# Welcome to the Flux Breakdown

In this demonstration, we take the most basic, but important, building block of deep learning - the perceptron, and build it up to contextualize images. Most of these blocks have brief explainations as to their intention, but if something is confusing, feel free to let me know!

In [None]:
using Flux

## Part One: A Single Perceptron:
Here we will build a single node, and demonstrate the properties of said node. Start with an x and y that we will use as the inputs and expected outputs of our system. Notice the dimentionality of y doesnt correlate with the output of a single perceptron, we will make use of this one later.

In [None]:
x = [1]
y = [0.6, 0.4]

Using the dense layer constructor, we will create and instance of a single perceptron with one input and one output. This will also be intialized with a sigmoid nonlinearity function (σ)

In [None]:
# Other cool Activations in Flux!
# Sigmoid
# Tanh
# Relu
# Elu
# Swish

single_perceptron_model = Dense(1,1,σ)

We can look through the properties of this model, like its weight and bias terms. This is shown below, we can print out the arrays holding these values

In [None]:
single_perceptron_model.W

In [None]:
single_perceptron_model.b

Say we want to see how the model predicts a value on the basis of our input. By using it as a function with the parameter x, we can see how it predicts this value

In [None]:
single_perceptron_model(x)

Notice that this is no different that making use of the weight and the bias terms in the form of a linear equation alongside the sigmoid function. This is shown by calculating this directly below

In [None]:
σ.(single_perceptron_model.W*[1] + single_perceptron_model.b)

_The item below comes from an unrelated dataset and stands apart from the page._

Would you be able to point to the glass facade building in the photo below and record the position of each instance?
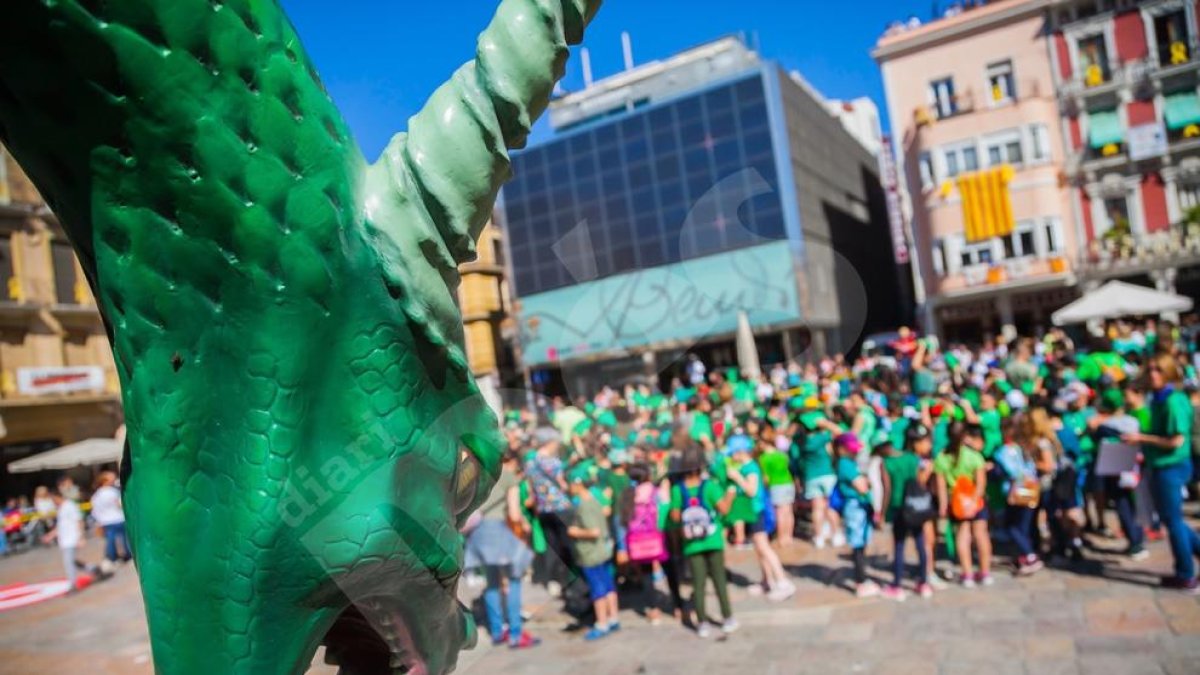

## Part Two: Multi-Dimentionality:
Here we will build a chain of outputs to the perceptron, and observe the changes in the weights and bias terms that allow us to visualize this

In [None]:
# Other cool layers in Flux!
# Chain
# Conv, DepthwiseConv, ConvTranspose
# AdaptiveMaxPool, MaxPool, GlobalMaxPool, GlobalMeanPool
# CrossCor, SamePad
# ConvFilter, DepthWiseFilter
# RNN
# LSTM, GRU, Recur
# Recur
# Maxout, SkipConnection

single_dense_model = Dense(1,2,σ)

The weight and bias arrays are no longer single dimentional. Finally, we can see that perceptrons are built on vector multiplication, and operations like these are optimized when we enter hardware accelerators, GPUs and TPUs

In [None]:
single_dense_model.W

In [None]:
single_dense_model.b

Just like before, we can test the input to the model, this should be the same as taking the multiplications of these vectors, which each element operating on the inner product

In [None]:
single_dense_model(x)

In [None]:
σ.(single_dense_model.W*x + single_dense_model.b)

## Part Three: Chaining Operations Together:
What happpens when we want to add continuous layers together to produce a model. We quickly observe the use of the Chain function, which is the basis of creating larger systems in flux. We know one option to chaining the output to first perceptron to the second, is by placing the call to run the model inside the other. 

In [None]:
single_dense_model(single_perceptron_model([1]))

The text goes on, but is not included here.